Add that to the effects of a long period in which you’ve not been at work, and it’s hardly surprising that you feel diffident about your return to normality.
The good news is that the vast majority of people who return to work in circumstances like yours are able to continue with their same duties and in the same role as before. So you should have every confidence that, with the right support, you’ll be as capable and competent as ever.
|...you may need to adjust your style in order to work with the flow of your energy.|
That said, you may need to adjust your style in order to work with the flow of your energy. You say that you’re known for being a lively person. If you find your zest for life lagging at the moment, it may be worth seeking some training to adjust your leadership style. This may make you feel more comfortable about stepping back into your senior role, providing you with support and peace of mind as you re-assume your former responsibilities but execute them in a new way.
Your employer will also play a role in ensuring a smooth return. One option, which you may already have explored, is to make a phased return. Rather than stepping straight back into your full-time role, you take on some elements of it, gradually increasing what you do as the weeks go by.
The benefits of a phased return are that you can re-establish yourself in the workplace without worrying that you’ll run out of steam. It can improve your mental health in these precious months of recovery. It can also help colleagues reacquaint themselves with you, so that some of the awkwardness and competitiveness you describe is dispelled.

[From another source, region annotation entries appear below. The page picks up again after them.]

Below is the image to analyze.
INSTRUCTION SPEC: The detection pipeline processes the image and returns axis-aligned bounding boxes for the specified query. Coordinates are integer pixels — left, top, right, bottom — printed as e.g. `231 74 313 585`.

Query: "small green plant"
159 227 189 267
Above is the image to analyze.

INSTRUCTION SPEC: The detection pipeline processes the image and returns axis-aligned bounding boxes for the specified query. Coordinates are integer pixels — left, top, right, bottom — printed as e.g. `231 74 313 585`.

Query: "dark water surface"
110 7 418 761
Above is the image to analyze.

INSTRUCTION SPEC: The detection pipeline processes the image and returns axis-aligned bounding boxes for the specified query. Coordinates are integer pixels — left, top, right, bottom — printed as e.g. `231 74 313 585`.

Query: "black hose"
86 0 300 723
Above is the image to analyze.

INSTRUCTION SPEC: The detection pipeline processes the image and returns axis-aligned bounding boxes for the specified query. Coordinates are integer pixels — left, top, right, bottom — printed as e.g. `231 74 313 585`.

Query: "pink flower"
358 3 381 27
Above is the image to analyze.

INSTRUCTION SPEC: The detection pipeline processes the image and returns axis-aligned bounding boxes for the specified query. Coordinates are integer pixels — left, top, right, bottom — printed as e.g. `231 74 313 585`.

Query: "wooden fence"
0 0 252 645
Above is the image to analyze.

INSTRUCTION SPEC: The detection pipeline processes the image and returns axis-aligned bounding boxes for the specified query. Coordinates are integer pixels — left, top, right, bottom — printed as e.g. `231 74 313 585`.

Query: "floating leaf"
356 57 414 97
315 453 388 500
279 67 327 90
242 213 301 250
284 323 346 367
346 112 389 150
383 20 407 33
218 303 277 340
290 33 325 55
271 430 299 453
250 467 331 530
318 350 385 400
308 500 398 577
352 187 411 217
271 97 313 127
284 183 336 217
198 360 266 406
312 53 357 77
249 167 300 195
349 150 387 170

Another good practice is to work with your manager to produce a return to work plan. This identifies what’s expected of you, and your employer, during your comeback. It can help your employer make Reasonable Adjustments that ensure you’re not disadvantaged in your role. It also provides an opportunity for dialogue about your job: are there elements that you simply can’t do? Should your role description be revised?
I think the most important thing to say is this: be kind to yourself. It’s exhausting to put on a front for your colleagues, so cut yourself some slack. If you need to rest, slip out to your car and take a break. Have a snooze or read a magazine. No one will judge you for looking after yourself.
And remember: what you’ve been through is life changing, as you said. Take stock, draw breath, and enjoy the stimulation of being able to work again. I won’t pretend it’s easy to return, but I am confident you’ll manage the process with aplomb.